VIDEO: How To Improve Shoulder Posture
If you want to improve shoulder posture, you need to start feeling the muscles between your shoulder blades. One of the basic skills that I work with all clients on is effective control over the shoulder. Think of this as good posture for your shoulder. When the joint has the right posture - i.e. it’s being held in an optimal position - it’s stronger, more resilient (i.e. less prone to injury), and frankly most people agree looks better aesthetically. Slouched, rounded shoulder’s don’t exactly demonstrate a confident, healthy body language.
The first step to gaining solid control over the shoulder is usually improving control of the muscles between your shoulder blades (although this is not the only important muscle group at play).
Here’s the big take-home point: you should be able to feel fatigue develop - a burning feeling - in these muscles when doing exercises like back flys, powel raises and just about any rowing variation. If you don’t, something is amiss, and it’s time to start working to get these muscles more involved. That is what will give your shoulders better posture, and improve your performance results.

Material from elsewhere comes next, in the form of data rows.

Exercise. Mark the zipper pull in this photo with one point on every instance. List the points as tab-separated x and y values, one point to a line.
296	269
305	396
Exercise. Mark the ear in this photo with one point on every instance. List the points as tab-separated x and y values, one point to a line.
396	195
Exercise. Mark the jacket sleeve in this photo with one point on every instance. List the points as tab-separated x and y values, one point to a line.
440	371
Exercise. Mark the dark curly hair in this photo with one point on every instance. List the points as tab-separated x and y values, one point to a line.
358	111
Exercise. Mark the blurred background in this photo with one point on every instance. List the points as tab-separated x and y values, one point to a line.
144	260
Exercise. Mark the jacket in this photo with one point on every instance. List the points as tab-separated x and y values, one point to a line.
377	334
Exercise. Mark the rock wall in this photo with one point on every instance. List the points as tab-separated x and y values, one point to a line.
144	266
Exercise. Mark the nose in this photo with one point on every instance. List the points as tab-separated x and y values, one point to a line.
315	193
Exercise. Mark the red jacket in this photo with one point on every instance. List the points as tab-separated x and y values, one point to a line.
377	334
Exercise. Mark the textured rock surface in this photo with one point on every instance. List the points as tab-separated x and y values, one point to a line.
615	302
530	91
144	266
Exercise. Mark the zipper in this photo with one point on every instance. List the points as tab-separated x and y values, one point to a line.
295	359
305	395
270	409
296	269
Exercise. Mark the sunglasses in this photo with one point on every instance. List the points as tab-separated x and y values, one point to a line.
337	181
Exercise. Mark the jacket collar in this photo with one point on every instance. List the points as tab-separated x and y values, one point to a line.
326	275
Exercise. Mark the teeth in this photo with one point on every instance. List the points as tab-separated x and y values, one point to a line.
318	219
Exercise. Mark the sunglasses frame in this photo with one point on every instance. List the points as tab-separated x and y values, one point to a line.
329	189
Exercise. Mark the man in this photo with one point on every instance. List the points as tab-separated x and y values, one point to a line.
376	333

These are the drills that I typically like to begin with and that I’ve found to be most effective over time. You’re going to finally be able to feel these muscles working. Clients will say “I’ve never felt that before” or “I didn’t know I had muscles there”. This is the first step toward incorporating those muscles more effectively into complex movements like the bench press, push-ups, chin-ups, dips, biceps curls, throwing activities, and many more.